Softmax as a Lagrangian-Legendrian Seam
Christopher R. Lee-Jenkins
TL;DR
The paper builds a bridge between ML and differential geometry by showing that softmax serves as a seam between two gradient-generated descriptions on dual potentials $\phi$ and $\phi^*$. It embeds this seam into a folded contact-symplectic structure with a quadratic collar $\omega_q=dr\wedge\alpha + r^2 d\alpha$, producing a Legendrian boundary $\Gamma$ where $y=\nabla\phi^*(z)$ and $z=\nabla\phi(y)$. The equality case of Fenchel–Young, $\langle z,y\rangle=\phi(y)+\phi^*(z)$, gives the KL gap $\mathrm{KL}(y\|\text{softmax}(z))$, vanishing exactly on the seam; bias shifts correspond to Reeb-flow along the screen.
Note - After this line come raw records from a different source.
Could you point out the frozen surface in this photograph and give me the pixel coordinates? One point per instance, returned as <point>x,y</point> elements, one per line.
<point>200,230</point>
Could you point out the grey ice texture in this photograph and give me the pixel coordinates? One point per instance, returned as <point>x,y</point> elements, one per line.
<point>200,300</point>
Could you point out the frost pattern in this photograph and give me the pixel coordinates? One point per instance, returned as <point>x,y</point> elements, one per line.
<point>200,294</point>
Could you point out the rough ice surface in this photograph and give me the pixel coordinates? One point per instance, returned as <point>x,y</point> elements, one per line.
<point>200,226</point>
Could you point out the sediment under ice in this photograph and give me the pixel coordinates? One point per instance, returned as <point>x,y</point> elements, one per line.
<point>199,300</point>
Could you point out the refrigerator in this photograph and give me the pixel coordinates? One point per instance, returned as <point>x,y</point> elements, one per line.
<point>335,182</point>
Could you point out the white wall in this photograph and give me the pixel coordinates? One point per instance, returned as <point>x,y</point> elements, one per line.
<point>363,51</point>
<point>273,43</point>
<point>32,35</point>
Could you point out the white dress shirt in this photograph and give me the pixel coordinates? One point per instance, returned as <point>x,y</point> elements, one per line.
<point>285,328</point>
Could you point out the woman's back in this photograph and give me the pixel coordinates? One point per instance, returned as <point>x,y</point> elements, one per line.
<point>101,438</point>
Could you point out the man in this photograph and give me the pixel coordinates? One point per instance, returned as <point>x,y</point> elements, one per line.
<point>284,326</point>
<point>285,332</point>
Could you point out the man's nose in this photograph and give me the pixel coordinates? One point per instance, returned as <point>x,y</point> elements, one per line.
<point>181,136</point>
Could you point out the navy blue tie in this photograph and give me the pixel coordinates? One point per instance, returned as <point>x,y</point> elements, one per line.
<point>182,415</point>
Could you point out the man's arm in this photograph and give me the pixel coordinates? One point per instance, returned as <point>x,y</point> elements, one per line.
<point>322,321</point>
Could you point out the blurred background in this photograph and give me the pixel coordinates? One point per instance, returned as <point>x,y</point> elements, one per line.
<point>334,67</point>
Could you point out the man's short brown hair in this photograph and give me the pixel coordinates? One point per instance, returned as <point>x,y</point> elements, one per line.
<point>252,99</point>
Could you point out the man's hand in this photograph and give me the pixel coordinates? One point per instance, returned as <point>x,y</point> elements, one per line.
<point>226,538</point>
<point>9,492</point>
The paper demonstrates concrete instances for $d=2$ and $d=3$, and discusses how this perspective connects to the replicator dynamics on the probability simplex and to information-geometric interpretations of ML calibration. It concludes with directions to compactify logit space (projective or spherical) to obtain global invariants and long-time dynamical control.
Abstract
This note offers a first bridge from machine learning to modern differential geometry. We show that the logits-to-probabilities step implemented by softmax can be modeled as a geometric interface: two potential-generated, conservative descriptions (from negative entropy and log-sum-exp) meet along a Legendrian "seam" on a contact screen (the probability simplex) inside a simple folded symplectic collar. Bias-shift invariance appears as Reeb flow on the screen, and the Fenchel-Young equality/KL gap provides a computable distance to the seam. We work out the two- and three-class cases to make the picture concrete and outline next steps for ML: compact logit models (projective or spherical), global invariants, and connections to information geometry where on-screen dynamics manifest as replicator flows.